The Hudson Bay coast is a vast open space and extra reach is valuable, so a 500mm can end up being your best friend. If you’re averse to the heft of such a big lens, you’ll still get some great shots with a 100-400mm but the ‘heavy artillery’ can be very useful at times.
Last but not least, don’t forget about the aurora! A wide-angle zoom is essential for capturing the northern lights.
How can I pack all the camera gear I need plus my clothes and still be within the 50-pound weight limit?
The weight and space restrictions on flights are extremely rigid and it goes without saying that big lenses are heavy. To get around that you’ll likely have to cut down on the amount of clothing you bring. The airline does not weigh passengers so make the most of the pockets on your bulky winter coat (wink wink).
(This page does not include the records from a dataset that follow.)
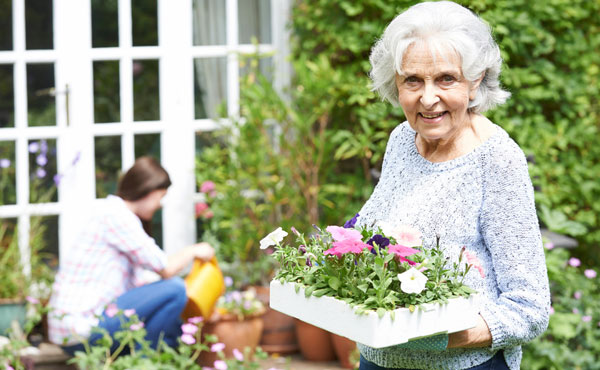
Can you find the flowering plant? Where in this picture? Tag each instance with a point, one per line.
(240, 304)
(371, 269)
(135, 352)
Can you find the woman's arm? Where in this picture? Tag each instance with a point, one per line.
(176, 262)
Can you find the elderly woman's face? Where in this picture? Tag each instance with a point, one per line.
(433, 93)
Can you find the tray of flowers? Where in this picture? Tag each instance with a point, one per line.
(379, 286)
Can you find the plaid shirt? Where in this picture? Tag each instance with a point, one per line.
(100, 267)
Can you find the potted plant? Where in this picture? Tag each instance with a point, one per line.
(380, 286)
(238, 324)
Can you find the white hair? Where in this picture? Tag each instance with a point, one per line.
(440, 25)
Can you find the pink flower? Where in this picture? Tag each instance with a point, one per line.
(220, 365)
(217, 347)
(589, 273)
(404, 234)
(347, 246)
(207, 186)
(32, 300)
(196, 319)
(238, 355)
(137, 326)
(340, 234)
(474, 262)
(201, 207)
(189, 328)
(111, 310)
(188, 339)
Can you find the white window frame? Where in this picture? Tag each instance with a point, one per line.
(73, 59)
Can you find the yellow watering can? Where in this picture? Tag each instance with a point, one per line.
(204, 285)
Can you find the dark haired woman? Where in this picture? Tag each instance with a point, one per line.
(98, 275)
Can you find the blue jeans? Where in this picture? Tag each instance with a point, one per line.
(158, 305)
(495, 363)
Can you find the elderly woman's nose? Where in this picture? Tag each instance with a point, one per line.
(429, 96)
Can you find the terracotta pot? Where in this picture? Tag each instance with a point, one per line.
(315, 343)
(234, 333)
(279, 332)
(343, 349)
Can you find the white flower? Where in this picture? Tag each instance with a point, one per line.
(273, 238)
(412, 281)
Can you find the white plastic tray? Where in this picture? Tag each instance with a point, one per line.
(339, 318)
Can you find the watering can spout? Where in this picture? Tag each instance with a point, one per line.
(204, 285)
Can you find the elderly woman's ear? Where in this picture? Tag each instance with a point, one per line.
(475, 85)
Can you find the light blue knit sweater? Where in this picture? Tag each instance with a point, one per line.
(484, 201)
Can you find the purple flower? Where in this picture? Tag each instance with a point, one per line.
(189, 328)
(379, 241)
(136, 326)
(111, 310)
(57, 179)
(188, 339)
(589, 273)
(351, 222)
(41, 160)
(34, 147)
(238, 355)
(196, 319)
(220, 365)
(217, 347)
It usually works well to pack a 500mm, or whatever your biggest lens is, in its soft-sided case and then place it inside your duffel bag (along with a tripod if you’re bringing one) and then stuff clothing around the bag, or even inside, if space allows, for extra protection.
The smaller planes also carry groceries and supplies to outfit the lodge and make your adventure special (cocktail hour just isn’t the same without wine and Tundra-tinis!) which is another reason to pack within the restrictions.
It would be nice to have unlimited room but we just don’t. Fortunately, you don’t have to bring a full arsenal of lenses to get great photos. Regardless of what gear you choose to bring, we’re sure you’ll come away with some spectacular photos.
And some once-in-a-lifetime memories.